USS Buoyant (AM-153) was an built for the U.S. Navy during World War II. After service in the Pacific, which netted her crew one battle star, she was decommissioned in May 1946 and sold to the Republic of China. Her name in Republic of China Navy service and her fate are not reported in secondary sources.

==Career==
Buoyant was launched 24 November 1942 by Willamette Iron and Steel Works, Portland, Oregon, and commissioned 30 September 1943.

Buoyant arrived at Adak, Alaska, 30 December 1943 and engaged in escort duty along the Aleutian chain, making frequent stops at Kodiak, Dutch Harbor, Sand Bay, Amchitka, Adak, and Attu until 1 July 1944. In July she sailed to San Francisco, California, for a three-week availability at Treasure Island, California. On 1 August 1944 she escorted a convoy to Eniwetok via Pearl Harbor. On 4 September, at Saipan, she was assigned to the Forward Area Escort and Patrol Group. The ensuing six months were spent on the sea lanes between Saipan and Eniwetok providing escort protection for submarines, transports, and merchant ships.

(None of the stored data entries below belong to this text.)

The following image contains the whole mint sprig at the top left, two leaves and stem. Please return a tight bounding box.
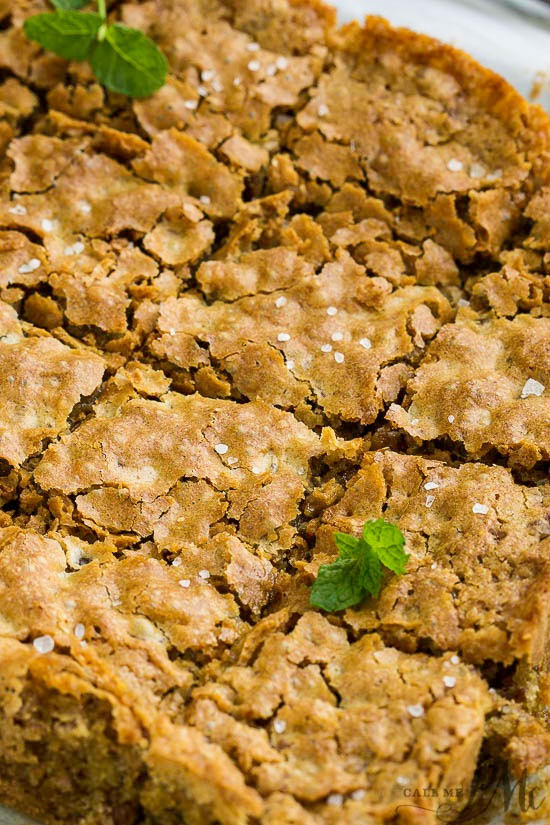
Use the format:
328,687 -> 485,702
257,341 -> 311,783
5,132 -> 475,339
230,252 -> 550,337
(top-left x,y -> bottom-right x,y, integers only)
24,0 -> 168,98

Buoyant arrived off Kiese Shima, Okinawa, 31 March 1945 and assisted in the assault and occupation of Okinawa (31 March-31 May). During this period she took part in several sweeping operations. The ship returned to the United States 7 July. On 17 September she sailed for Pearl Harbor, the first leg of a voyage back to the Far East.

Buoyant arrived at Yokohama, Japan, 15 December 1945 and later moved to Sasebo, Japan, where she operated in support of the occupation until 8 March 1946. Arriving 13 March at Subic Bay, Philippine Islands, she reported to Commander, Philippine Sea Frontier; was demilitarized; and sailed for Shanghai, China, in April 1946.

Buoyant was decommissioned, 29 May 1946 at Shanghai, China and sold by the Office of Foreign Liquidation Commission the same day for transfer to the Republic of China. Fate unknown.

Buoyant received one battle star for her World War II service.